Leitsatz
Der EuGH hat entschieden, dass bei einem Widerruf ein Verbraucher nur dann Wertersatz zahlen muss, wenn er die Ware mehr abgenutzt hat, als es ein Testen erfordert.
Sachverhalt
Wer als Verbraucher seine Bestellung über das Internet widerruft und die Ware zurücksendet, muss nach deutschem Recht dem Internethändler Wertersatz für die zwischenzeitliche Nutzung der Ware zahlen. Das AG Lahr hatte offensichtlich Zweifel an der Berechtigung dieser Regel und stellte dem EuGH die Frage, ob ein solcher pauschaler Wertersatz mit der Fernabsatzrichtlinie vereinbar ist. Diese bestimmt, dass die einzigen Kosten, die einem Verbraucher im Fall des Widerrufs auferlegt werden können, die unmittelbaren Kosten für die Rücksendung der Ware sind. Im zu entscheidenden Fall hatte eine Frau über das Internet ein gebrauchtes Notebook gekauft. 8 Monate nach dem Kauf stellte sie einen Defekt am PC fest. Als der Händler die kostenlose Beseitigung des Mangels ablehnte, widerrief die Kundin den Kaufvertrag – fristgemäß, weil das Unternehmen sie nicht über die Möglichkeit eines Widerrufs belehrt hatte. Sie verlangte vom Internet-Händler den Kaufpreis für das Notebook in Höhe von fast 300 EUR zurück – Zug um Zug gegen Rückgabe des defekten PC.
Der Händler weigerte sich auf die Forderung einzugehen.

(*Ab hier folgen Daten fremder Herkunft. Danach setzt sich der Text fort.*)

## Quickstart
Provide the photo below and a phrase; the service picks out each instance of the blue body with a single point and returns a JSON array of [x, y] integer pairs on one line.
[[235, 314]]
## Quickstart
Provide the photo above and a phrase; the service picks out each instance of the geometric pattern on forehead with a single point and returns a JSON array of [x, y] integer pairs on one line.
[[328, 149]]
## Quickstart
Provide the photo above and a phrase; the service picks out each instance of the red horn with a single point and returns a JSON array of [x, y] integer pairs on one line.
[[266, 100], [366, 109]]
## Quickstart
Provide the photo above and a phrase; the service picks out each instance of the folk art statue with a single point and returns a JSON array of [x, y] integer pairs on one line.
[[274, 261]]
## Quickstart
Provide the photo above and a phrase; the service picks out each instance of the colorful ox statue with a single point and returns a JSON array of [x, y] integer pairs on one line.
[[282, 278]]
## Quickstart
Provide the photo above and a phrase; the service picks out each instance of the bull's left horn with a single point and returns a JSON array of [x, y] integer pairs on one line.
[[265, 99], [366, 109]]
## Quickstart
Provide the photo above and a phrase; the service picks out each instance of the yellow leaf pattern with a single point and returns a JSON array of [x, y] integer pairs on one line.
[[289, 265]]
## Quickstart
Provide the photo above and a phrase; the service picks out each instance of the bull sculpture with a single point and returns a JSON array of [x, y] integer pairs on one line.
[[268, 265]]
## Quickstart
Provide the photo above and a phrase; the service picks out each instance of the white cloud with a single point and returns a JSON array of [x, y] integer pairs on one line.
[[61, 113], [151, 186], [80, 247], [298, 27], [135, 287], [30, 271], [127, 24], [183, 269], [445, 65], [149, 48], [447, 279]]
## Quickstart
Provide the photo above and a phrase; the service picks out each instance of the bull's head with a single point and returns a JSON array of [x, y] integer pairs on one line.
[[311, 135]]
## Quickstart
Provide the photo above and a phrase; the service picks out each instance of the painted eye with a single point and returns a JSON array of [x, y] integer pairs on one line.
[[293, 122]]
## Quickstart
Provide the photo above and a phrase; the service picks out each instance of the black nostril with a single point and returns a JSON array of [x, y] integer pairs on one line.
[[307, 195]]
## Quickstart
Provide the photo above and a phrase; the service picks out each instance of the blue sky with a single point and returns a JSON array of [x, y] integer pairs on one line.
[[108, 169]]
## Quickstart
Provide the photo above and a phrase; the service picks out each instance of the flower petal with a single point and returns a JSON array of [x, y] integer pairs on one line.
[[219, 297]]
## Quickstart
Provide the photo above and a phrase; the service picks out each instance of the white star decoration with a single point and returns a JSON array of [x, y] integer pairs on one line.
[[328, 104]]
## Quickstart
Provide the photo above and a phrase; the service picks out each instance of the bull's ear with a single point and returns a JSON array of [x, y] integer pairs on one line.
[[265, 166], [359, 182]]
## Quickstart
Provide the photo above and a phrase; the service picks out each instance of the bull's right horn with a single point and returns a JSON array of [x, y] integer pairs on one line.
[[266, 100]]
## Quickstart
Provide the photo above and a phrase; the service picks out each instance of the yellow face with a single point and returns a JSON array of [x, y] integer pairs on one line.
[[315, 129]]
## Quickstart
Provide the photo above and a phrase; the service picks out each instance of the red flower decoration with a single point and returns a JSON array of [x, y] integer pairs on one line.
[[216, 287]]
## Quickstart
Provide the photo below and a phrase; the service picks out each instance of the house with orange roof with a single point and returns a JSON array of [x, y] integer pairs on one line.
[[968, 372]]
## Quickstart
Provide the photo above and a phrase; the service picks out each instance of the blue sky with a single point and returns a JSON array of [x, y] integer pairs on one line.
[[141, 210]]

Vor dem AG trug er vor, dass die Kundin für die 8 Monate Nutzung auf jeden Fall Wertersatz zu leisten habe; nach seinen Berechnungen um die 300 EUR.
Der EuGH entschied: Das Widerrufsrecht darf nicht mit finanziellen Nachteilen für den Verbraucher verknüpft sein, da dies den Kunden davon abhalten könnte, sein Recht auszuüben. Auch muss es dem Verbraucher ohne weitere Kosten möglich sein, die Ware nach Zusendung zu testen und auszuprobieren, weil er das vor Vertragsabschluss, anders als in einem Ladengeschäft, im virtuellen Online-Shop nicht kann. Daher ist ein pauschaler Wertersatz für die Fälle, dass der Verbraucher die Ware nutzt, nicht vereinbar mit der Richtlinie.
Der Schutz des Verbrauchers endet nach den Zielen der Richtlinie jedoch dort, wo er die Ware mehr nutzt als ein Ausprobieren es erfordert. Dann kann ein Händler sehr wohl Wertersatz fordern. Allerdings gelten zum Schutz des Verbrauchers hier wiederum 2 Einschränkungen:
- Der dann zu zahlende Wertersatz darf nicht außer Verhältnis zum Kaufpreis für die Ware stehen.
- Nicht der Verbraucher muss nachweisen, dass er die Ware nur zu Testzwecken genutzt hat, sondern der Händler muss beweisen, dass sein Kunde die Ware mehr als nur getestet hat.
Hinweis
Internet-Händler sollten ihre Allgemeinen Geschäftsbedingungen anpassen. Hier gilt: Klauseln zum Wertersatz sollten den Test der Ware durch den Verbraucher ausdrücklich ausnehmen.
Link zur Entscheidung
EuGH, Urteil vom 03.09.2009, C-489/07.